With any variant caller you use, there will be an inherent trade-off between sensitivity and specificity. Typically, you would carry forward as much data as practical at each processing step, deferring final judgement until later so you have more information. For example, you might not want to exclude low coverage regions in one sample from your raw data because you may be able to infer a genotype based on family information later. This typically leads to NGS pipelines that maximize sensitivity, leading to a substantial number of false positives. Filtering after variant calling can be useful to eliminate false positives based on all the data available after numerous analyses. In the samtools/bcftools world, the vcfutils.pl script provides a means to filter SNPs on many criteria.

Exercises

Now, you will explore some filter settings for vcfutils.pl varFilter to see how many SNPs get filtered out, using the linux tool xargs to do a parameter sweep.

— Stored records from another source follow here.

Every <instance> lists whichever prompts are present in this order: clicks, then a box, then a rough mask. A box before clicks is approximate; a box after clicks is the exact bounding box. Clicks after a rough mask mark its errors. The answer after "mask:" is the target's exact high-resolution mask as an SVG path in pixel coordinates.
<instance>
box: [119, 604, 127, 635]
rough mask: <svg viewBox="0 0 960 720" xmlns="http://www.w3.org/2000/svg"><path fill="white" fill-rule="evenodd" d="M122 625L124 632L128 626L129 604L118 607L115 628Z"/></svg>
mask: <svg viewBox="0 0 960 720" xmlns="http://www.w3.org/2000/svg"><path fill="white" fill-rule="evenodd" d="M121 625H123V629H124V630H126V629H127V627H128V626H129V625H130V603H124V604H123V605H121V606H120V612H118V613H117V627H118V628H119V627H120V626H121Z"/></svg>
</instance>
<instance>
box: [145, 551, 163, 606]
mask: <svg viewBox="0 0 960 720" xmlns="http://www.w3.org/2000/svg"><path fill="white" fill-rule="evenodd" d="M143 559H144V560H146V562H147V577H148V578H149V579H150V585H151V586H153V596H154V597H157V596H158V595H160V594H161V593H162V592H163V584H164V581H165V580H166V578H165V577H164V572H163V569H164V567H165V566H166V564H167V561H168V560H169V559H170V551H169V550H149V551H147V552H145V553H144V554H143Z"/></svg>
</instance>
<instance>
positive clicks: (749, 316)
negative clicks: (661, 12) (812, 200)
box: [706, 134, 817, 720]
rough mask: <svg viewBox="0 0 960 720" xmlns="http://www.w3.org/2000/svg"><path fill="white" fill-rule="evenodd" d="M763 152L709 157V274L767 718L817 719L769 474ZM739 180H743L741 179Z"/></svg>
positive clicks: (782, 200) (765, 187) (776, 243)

Filtering, counting, and parameter iteration
# First - create a tiny shell script to run vcfutils, accepting a single parameter:

echo "#\!/bin/bash" > tiny.sh
echo "echo \"Sweeping with vcfutils.pl, min read depth of: \$1\" " >> tiny.sh
echo "$TACC_SAMTOOLS_DIR/bcftools/vcfutils.pl varFilter -Q 20 -d \$1 hs37d5_allseqs_bwa.raw.vcf | grep -v '^#' | wc -l " >> tiny.sh

# Now make it executable

chmod +x tiny.sh

# Use xargs to do a sweep of read depths

echo 2 3 4 5 6 7 | xargs -n 1 tiny.sh
 Output
Sweeping with vcfutils.pl, min read depth of: 2
1487
Sweeping with vcfutils.pl, min read depth of: 3
996
Sweeping with vcfutils.pl, min read depth of: 4
696
Sweeping with vcfutils.pl, min read depth of: 5
548
Sweeping with vcfutils.pl, min read depth of: 6
388
Sweeping with vcfutils.pl, min read depth of: 7
316

This may be obvious, but there are fewer SNPs returned the higher read depth you require to support them.

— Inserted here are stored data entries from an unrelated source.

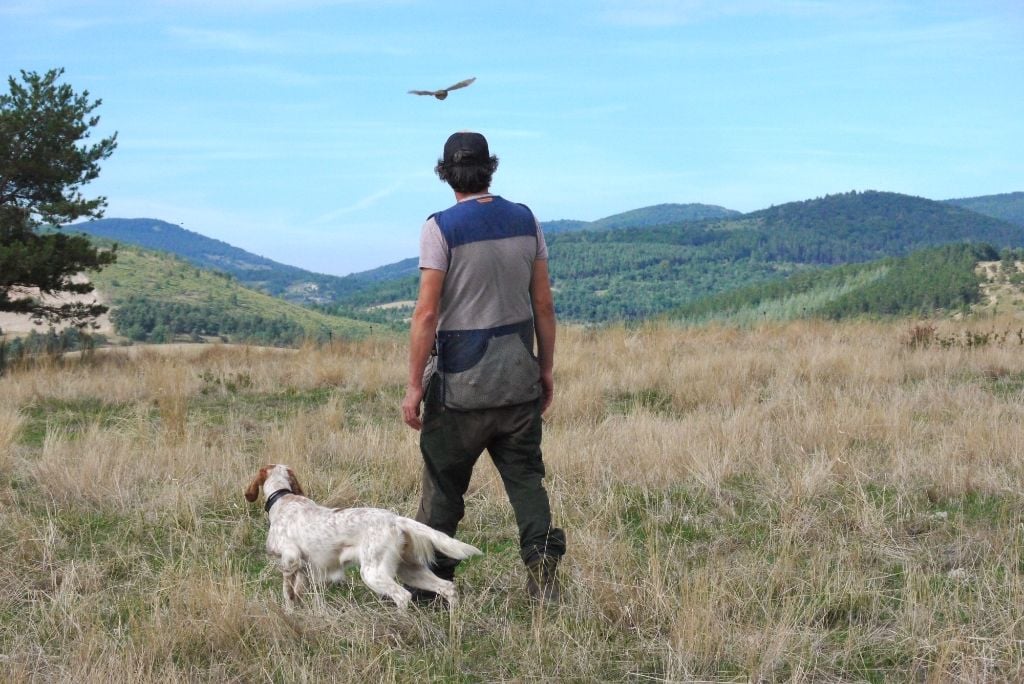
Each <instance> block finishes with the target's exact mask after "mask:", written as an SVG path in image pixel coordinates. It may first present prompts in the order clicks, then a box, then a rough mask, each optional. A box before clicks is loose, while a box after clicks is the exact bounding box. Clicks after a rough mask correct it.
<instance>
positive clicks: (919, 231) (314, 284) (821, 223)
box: [72, 191, 1024, 323]
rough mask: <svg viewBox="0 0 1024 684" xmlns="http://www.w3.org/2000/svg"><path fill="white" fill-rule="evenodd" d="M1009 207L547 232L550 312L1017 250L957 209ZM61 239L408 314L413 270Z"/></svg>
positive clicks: (112, 231)
mask: <svg viewBox="0 0 1024 684" xmlns="http://www.w3.org/2000/svg"><path fill="white" fill-rule="evenodd" d="M1018 195H1024V194H1012V195H1010V196H989V197H988V198H972V199H968V200H963V201H947V202H935V201H931V200H926V199H923V198H916V197H910V196H905V195H898V194H894V193H881V191H863V193H856V191H854V193H847V194H841V195H834V196H826V197H824V198H817V199H814V200H807V201H803V202H793V203H787V204H783V205H779V206H775V207H770V208H768V209H763V210H760V211H756V212H751V213H748V214H738V213H737V212H732V211H730V210H726V209H722V208H721V207H711V206H709V205H658V206H656V207H647V208H644V209H639V210H635V211H632V212H624V213H622V214H616V215H614V216H609V217H607V218H605V219H601V220H599V221H592V222H582V221H567V222H566V221H554V222H547V223H545V226H546V234H547V237H548V243H549V248H550V251H551V257H552V260H551V273H552V283H553V287H554V289H555V298H556V305H557V307H558V310H559V314H560V316H561V317H562V318H563V319H566V320H577V322H609V320H618V319H627V320H629V319H641V318H644V317H649V316H653V315H658V314H660V313H663V312H666V311H670V310H674V309H677V308H679V307H681V306H683V305H685V304H686V303H688V302H693V301H695V300H699V299H702V298H706V297H709V296H711V295H716V294H718V293H724V292H728V291H730V290H735V289H737V288H744V287H748V286H754V285H760V284H767V283H772V282H776V281H781V280H784V279H785V277H787V276H791V275H794V274H797V273H801V272H803V271H805V270H809V269H817V268H821V267H825V266H839V265H843V264H856V263H863V262H870V261H874V260H879V259H885V258H887V257H903V256H906V255H908V254H910V253H911V252H913V251H916V250H920V249H923V248H927V247H932V246H938V245H945V244H951V243H965V242H978V243H986V244H989V245H991V246H993V247H994V248H996V249H1000V248H1004V247H1021V246H1024V225H1017V224H1015V223H1013V222H1011V221H1007V220H1000V219H998V218H993V217H991V216H986V215H983V214H981V213H978V212H976V211H972V210H969V209H966V208H964V207H963V206H959V205H961V204H962V203H967V204H968V205H974V206H982V205H984V206H986V207H988V209H987V211H988V212H989V213H994V212H996V211H998V212H1001V215H1004V216H1008V217H1011V218H1012V217H1013V216H1014V214H1013V207H1014V206H1016V205H1015V202H1016V201H1017V199H1018V198H1017V197H1016V196H1018ZM708 214H710V216H711V217H705V218H695V217H696V216H699V215H708ZM679 217H685V218H679ZM673 218H675V219H676V220H673ZM72 227H73V228H75V229H84V228H88V231H89V232H90V234H96V236H99V234H101V236H103V237H105V238H109V239H112V240H117V241H119V242H121V243H139V242H145V243H146V244H147V245H150V246H151V247H153V248H155V249H162V250H166V251H170V252H174V253H177V254H180V255H181V256H182V258H184V259H187V260H188V261H189V262H190V263H194V264H197V265H201V266H203V267H212V268H215V269H217V270H220V271H223V272H226V273H230V274H232V275H233V276H234V277H237V279H238V282H239V283H240V284H242V285H245V286H247V287H251V288H256V289H259V290H261V291H262V292H264V293H267V294H271V295H276V296H281V297H284V298H287V299H290V300H292V301H296V302H300V303H303V304H306V305H309V304H313V305H317V308H318V309H319V310H321V311H323V312H327V313H331V314H335V315H343V316H345V317H357V318H364V319H367V320H375V322H378V323H396V322H400V320H401V319H402V318H404V317H406V316H408V308H402V306H401V305H398V306H394V307H393V308H381V307H382V306H385V307H390V306H392V305H395V304H396V303H400V302H409V301H410V300H413V299H415V297H416V293H417V287H418V282H417V281H418V268H417V259H416V258H410V259H404V260H402V261H399V262H396V263H392V264H387V265H384V266H381V267H379V268H375V269H372V270H369V271H365V272H362V273H356V274H352V275H349V276H346V277H343V279H342V277H336V276H330V275H322V274H317V273H311V272H309V271H305V270H303V269H300V268H296V267H293V266H287V265H284V264H279V263H276V262H273V261H271V260H268V259H264V258H262V257H257V256H255V255H252V254H250V253H248V252H245V251H244V250H239V249H238V248H233V247H231V246H229V245H226V244H225V243H221V242H220V241H214V240H210V239H208V238H204V237H203V236H200V234H198V233H195V232H191V231H188V230H184V229H183V228H180V227H179V226H173V225H171V224H168V223H163V222H160V221H153V220H148V219H138V220H126V219H104V220H101V221H94V222H91V223H87V224H78V225H75V226H72ZM858 277H867V276H866V275H861V276H858Z"/></svg>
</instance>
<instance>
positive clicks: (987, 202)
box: [947, 193, 1024, 225]
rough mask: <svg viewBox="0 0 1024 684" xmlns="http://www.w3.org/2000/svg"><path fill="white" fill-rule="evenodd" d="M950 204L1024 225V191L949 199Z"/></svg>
mask: <svg viewBox="0 0 1024 684" xmlns="http://www.w3.org/2000/svg"><path fill="white" fill-rule="evenodd" d="M947 202H948V203H949V204H954V205H956V206H957V207H963V208H965V209H970V210H971V211H974V212H978V213H979V214H984V215H985V216H991V217H992V218H997V219H999V220H1002V221H1009V222H1010V223H1014V224H1016V225H1024V193H1005V194H1002V195H986V196H984V197H978V198H964V199H961V200H947Z"/></svg>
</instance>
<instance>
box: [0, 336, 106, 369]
mask: <svg viewBox="0 0 1024 684" xmlns="http://www.w3.org/2000/svg"><path fill="white" fill-rule="evenodd" d="M105 342H106V338H105V337H104V336H102V335H96V334H92V335H90V334H88V333H84V332H82V331H81V330H79V329H78V328H66V329H65V330H61V331H59V332H57V331H56V330H54V329H53V328H50V329H49V330H47V331H46V332H45V333H39V332H37V331H31V332H30V333H29V334H28V335H26V336H25V337H15V338H13V339H12V340H10V341H7V340H4V339H3V338H0V374H2V373H3V371H4V368H5V367H6V366H10V365H13V364H17V362H19V361H23V360H25V359H26V358H28V357H30V356H36V355H40V354H61V353H63V352H66V351H87V350H90V349H94V348H96V347H97V346H100V345H102V344H105Z"/></svg>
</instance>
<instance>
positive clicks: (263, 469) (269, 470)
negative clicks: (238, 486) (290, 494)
mask: <svg viewBox="0 0 1024 684" xmlns="http://www.w3.org/2000/svg"><path fill="white" fill-rule="evenodd" d="M267 482H269V483H270V489H271V490H276V489H286V488H287V489H291V490H292V494H297V495H299V496H300V497H304V496H305V491H303V490H302V486H301V485H299V480H297V479H296V478H295V472H294V471H293V470H292V469H291V468H289V467H288V466H285V465H282V464H280V463H271V464H269V465H266V466H263V467H262V468H260V469H259V472H258V473H256V477H254V478H253V481H252V482H250V483H249V486H248V487H246V501H250V502H252V501H256V499H257V498H259V491H260V489H261V488H262V487H263V485H264V484H266V483H267Z"/></svg>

Homework: Try to update tiny.sh so that sweeps through Quality rather than read depth

Exercise questions

You can use bedtools and some Linux built-in commands to compare your vcf file to one generated by BioITeam staff using some other data and means (you will need module load bedtools).

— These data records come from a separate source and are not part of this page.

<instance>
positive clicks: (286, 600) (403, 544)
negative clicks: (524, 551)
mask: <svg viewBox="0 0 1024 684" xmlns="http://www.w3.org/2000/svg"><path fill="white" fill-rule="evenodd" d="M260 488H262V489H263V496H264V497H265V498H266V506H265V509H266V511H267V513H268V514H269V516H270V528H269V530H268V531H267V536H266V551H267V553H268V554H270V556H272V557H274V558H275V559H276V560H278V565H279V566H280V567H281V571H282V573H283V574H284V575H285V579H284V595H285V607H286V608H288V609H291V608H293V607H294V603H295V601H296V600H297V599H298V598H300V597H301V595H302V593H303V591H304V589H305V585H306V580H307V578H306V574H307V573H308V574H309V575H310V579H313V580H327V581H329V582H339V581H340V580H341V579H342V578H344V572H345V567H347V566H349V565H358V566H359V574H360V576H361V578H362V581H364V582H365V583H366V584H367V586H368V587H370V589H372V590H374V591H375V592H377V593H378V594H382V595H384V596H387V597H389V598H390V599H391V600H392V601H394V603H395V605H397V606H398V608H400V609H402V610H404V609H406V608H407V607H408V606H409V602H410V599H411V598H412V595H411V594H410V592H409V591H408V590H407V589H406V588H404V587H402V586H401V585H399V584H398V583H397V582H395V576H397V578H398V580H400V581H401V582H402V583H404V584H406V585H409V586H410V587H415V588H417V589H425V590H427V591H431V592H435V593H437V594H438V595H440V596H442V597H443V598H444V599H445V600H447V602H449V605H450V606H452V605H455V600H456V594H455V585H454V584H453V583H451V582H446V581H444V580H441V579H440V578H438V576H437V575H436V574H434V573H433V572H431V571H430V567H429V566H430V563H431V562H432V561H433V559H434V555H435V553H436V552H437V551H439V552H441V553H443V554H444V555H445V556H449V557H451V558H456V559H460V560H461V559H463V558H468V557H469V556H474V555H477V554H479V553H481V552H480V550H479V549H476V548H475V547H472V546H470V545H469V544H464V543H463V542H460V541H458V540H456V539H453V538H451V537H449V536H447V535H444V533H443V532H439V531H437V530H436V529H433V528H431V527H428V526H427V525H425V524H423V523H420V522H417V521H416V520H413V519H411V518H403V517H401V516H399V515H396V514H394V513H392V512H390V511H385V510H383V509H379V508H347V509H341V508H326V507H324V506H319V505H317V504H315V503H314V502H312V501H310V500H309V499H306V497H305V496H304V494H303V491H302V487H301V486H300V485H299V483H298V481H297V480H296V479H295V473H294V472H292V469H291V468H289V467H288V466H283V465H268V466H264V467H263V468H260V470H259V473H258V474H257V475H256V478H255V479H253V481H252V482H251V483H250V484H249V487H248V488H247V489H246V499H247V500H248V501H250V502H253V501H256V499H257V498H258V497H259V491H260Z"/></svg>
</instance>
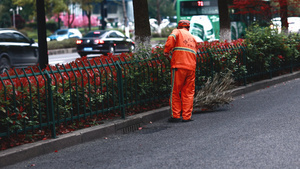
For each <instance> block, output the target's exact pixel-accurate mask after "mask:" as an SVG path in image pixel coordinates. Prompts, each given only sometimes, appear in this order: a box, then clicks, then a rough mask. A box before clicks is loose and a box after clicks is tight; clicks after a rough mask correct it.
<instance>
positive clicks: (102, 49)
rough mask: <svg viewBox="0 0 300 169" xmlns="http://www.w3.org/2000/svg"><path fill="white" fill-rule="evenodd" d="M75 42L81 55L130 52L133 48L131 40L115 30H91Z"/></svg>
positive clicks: (77, 51)
mask: <svg viewBox="0 0 300 169" xmlns="http://www.w3.org/2000/svg"><path fill="white" fill-rule="evenodd" d="M76 44H77V52H78V54H79V55H80V56H81V57H82V56H87V55H90V54H104V55H106V54H107V53H112V54H114V53H122V52H132V51H134V49H135V45H134V42H133V40H132V39H130V38H128V37H126V36H125V35H124V34H123V33H121V32H120V31H116V30H97V31H91V32H89V33H87V34H86V35H85V36H84V37H83V38H81V39H78V40H77V41H76Z"/></svg>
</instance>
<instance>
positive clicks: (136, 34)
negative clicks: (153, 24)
mask: <svg viewBox="0 0 300 169" xmlns="http://www.w3.org/2000/svg"><path fill="white" fill-rule="evenodd" d="M133 11H134V27H135V41H136V43H145V42H147V44H150V36H151V31H150V23H149V14H148V2H147V0H133Z"/></svg>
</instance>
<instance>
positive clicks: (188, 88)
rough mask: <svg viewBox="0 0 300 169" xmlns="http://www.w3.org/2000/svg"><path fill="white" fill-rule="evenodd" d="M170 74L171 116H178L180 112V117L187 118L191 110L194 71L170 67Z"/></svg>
mask: <svg viewBox="0 0 300 169" xmlns="http://www.w3.org/2000/svg"><path fill="white" fill-rule="evenodd" d="M171 75H172V77H171V84H172V88H171V96H170V106H171V117H173V118H180V114H181V113H182V119H183V120H189V119H191V117H192V111H193V102H194V94H195V71H192V70H187V69H178V68H172V71H171Z"/></svg>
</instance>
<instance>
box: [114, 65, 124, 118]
mask: <svg viewBox="0 0 300 169" xmlns="http://www.w3.org/2000/svg"><path fill="white" fill-rule="evenodd" d="M116 68H117V81H118V90H119V106H120V110H121V116H122V118H123V119H125V108H124V92H123V77H122V67H121V65H120V63H119V62H116Z"/></svg>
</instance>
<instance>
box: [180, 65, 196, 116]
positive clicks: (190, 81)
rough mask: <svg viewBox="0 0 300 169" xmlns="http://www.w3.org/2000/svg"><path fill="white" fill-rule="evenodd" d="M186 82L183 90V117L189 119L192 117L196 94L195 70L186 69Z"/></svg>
mask: <svg viewBox="0 0 300 169" xmlns="http://www.w3.org/2000/svg"><path fill="white" fill-rule="evenodd" d="M185 71H186V74H185V77H186V78H185V83H184V85H183V87H182V90H181V99H182V119H183V120H189V119H191V117H192V112H193V102H194V94H195V71H191V70H185Z"/></svg>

Your file: hs37d5_allseqs_bwa.raw.vcf
BioITeam staff VCF file: /corral-repl/utexas/BioITeam/tacc_ngs/human_variation/all.samtools.vcf
 Hints
  1. Investigate grep -c
  2. Try intersectBed and wc

*Question: How many SNPs are in your VCF file and the staff-generated VCF file?

 Solution
grep -c -v "^#" hs37d5_allseqs_bwa.raw.vcf
1507
grep -c -v "^#" /corral-repl/utexas/BioITeam/tacc_ngs/human_variation/all.samtools.vcf
80972

Question: How many SNPs are in common between the two files?

 Solution
intersectBed -a hs37d5_allseqs_bwa.raw.vcf -b /corral-repl/utexas/BioITeam/tacc_ngs/human_variation/all.samtools.vcf | wc -l
88

Question: What are the average and maximum quality values for the SNPs that are in your VCF file?

 Solution
grep -v '^#' hs37d5_allseqs_bwa.raw.vcf | awk 'BEGIN {max=0} {sum+=$6; if ($6>max) {max=$6}} END {print "Average qual: "sum/NR "\tMax qual: " max}'
Average qual: 22.85	Max qual: 113

There's probably no way you knew how to do this! Please check out the power of awk before you write YAPPS (Yet Another Perl or Python Script) - it's a lifesaver, and is named after a cute bird.